Basically, before you pay for upgrades through your host ask yourself if it is something you really need and if it is worth paying for. If it is, shop around a bit because some of these services don’t have to be done through your host.

What if your host goes out of business?

Wednesday, December 23rd, 2009

Web hosting companies, just like any other business, sometimes go out of business. Your domain name SHOULD be protected because every domain is registered through an ICANN accredited registrar and ICANN has policies in place that will protect the domains and they will be transferred to another registrar.

Hosting companies have no such protection, however, so it is best to be prepared for you host going under. It is rare, but since they hold all your website files if they are suddenly gone and you don’t have your files backed up somewhere then you could be in a lot of trouble.

We recommend backing up your site every time you make a significant change or update and keeping a full copy of your website on your computer. That way, if your host should go out of business, you’ll just need to find a new host, change the DNS on your domain name, and upload your files.
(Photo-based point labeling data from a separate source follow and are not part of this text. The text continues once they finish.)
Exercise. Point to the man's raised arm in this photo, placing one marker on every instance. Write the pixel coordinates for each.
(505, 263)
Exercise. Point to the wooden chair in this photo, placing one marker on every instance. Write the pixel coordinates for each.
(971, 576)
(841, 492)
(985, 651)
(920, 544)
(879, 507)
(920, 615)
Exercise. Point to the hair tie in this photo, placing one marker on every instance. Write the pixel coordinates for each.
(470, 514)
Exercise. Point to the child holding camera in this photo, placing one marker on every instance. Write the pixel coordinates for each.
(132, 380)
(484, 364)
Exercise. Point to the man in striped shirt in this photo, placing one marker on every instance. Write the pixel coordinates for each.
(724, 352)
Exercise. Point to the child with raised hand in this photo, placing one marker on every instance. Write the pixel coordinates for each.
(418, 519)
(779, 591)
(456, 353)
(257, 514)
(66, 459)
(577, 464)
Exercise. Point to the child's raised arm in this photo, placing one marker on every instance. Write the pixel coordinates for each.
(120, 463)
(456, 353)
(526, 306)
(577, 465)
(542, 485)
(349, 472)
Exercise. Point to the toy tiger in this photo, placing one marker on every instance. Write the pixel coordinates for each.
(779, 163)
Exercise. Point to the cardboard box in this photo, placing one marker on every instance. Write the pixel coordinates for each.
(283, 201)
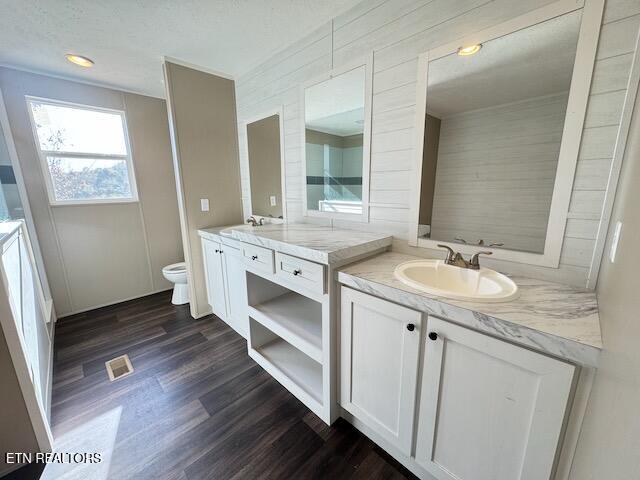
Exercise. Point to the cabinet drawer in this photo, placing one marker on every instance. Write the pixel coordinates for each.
(258, 258)
(308, 275)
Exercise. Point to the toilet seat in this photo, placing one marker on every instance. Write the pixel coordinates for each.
(176, 273)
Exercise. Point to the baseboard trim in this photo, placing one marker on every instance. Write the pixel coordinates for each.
(115, 302)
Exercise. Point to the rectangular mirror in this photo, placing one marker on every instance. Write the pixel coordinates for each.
(494, 138)
(336, 144)
(264, 148)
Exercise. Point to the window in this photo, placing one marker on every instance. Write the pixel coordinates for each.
(84, 152)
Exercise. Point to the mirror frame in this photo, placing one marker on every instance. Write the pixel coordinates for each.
(571, 135)
(367, 62)
(279, 110)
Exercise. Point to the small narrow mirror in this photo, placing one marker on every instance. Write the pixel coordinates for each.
(334, 143)
(263, 143)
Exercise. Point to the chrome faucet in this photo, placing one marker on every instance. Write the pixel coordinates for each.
(255, 223)
(457, 260)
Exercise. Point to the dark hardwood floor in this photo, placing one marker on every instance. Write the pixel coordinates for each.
(196, 406)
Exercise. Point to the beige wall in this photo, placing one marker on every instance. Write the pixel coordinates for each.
(397, 32)
(101, 254)
(204, 135)
(263, 137)
(16, 433)
(609, 444)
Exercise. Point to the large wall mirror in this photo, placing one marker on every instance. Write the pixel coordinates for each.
(336, 143)
(264, 149)
(500, 140)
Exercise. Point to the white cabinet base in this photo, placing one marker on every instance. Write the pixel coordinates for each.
(489, 410)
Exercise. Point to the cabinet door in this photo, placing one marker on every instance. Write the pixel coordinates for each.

Is comparing hosts as simple as what they offer?

Monday, November 30th, 2009

Comparing one web host with another is not very simple if you really want to get down to the specifics. There are a lot of things that hosts do on the backend that people never see that have a big impact on how well their service operates. For example:

What kind of servers do they use? Just like you can buy a cheap, slow home computer, or a fast, quality computer, hosts have the same options when choosing servers. Sometimes to cut costs a host will go with a cheap version.

Who are their bandwidth providers? Not all bandwidth is created equal. Some providers have better networks with more hubs and faster speeds.

Where are they located? If the host is not near a major hub then they may be more easily cut off if a problem with a bandwidth provider arises.

Do they keep off site backups? If their datacenter was somehow destroyed (fire, earthquake, etc.) then having backups of your files off-site is key.

With customer service, do they answer their phones? Do the people answering know what they are talking about and are they empowered to actually help?

There are a lot of factors that separate one host from the next, so it’s important to test them out to see how they work. We will provide the information that we can as we review various hosts.

How difficult is it to change hosts?

Friday, November 13th, 2009

Once you choose a web host, what if they aren’t any good? What if they are down all the time or their customer service is horrible?

The good news is, it’s generally not impossible to change hosts. If you have your website files then you should be able to download them all using FTP and then just upload them to a new host using FTP. If you can upload your files to the new host before changing the DNS on your domain name, then you’ll be able to make the switch with 0 downtime. This will be much easier if your new host gives you a static IP address because you can use the IP to upload your files and make sure your site is working before redirecting the domain name.

The time it would not be easy to switch hosts is if you use some tool specific to that host. The most common problem would be if you use website building software provided by the host that requires that specific host in order to function. Often you will not be able to take those sites with you, in which case you could go to a new host and start building up your site from scratch.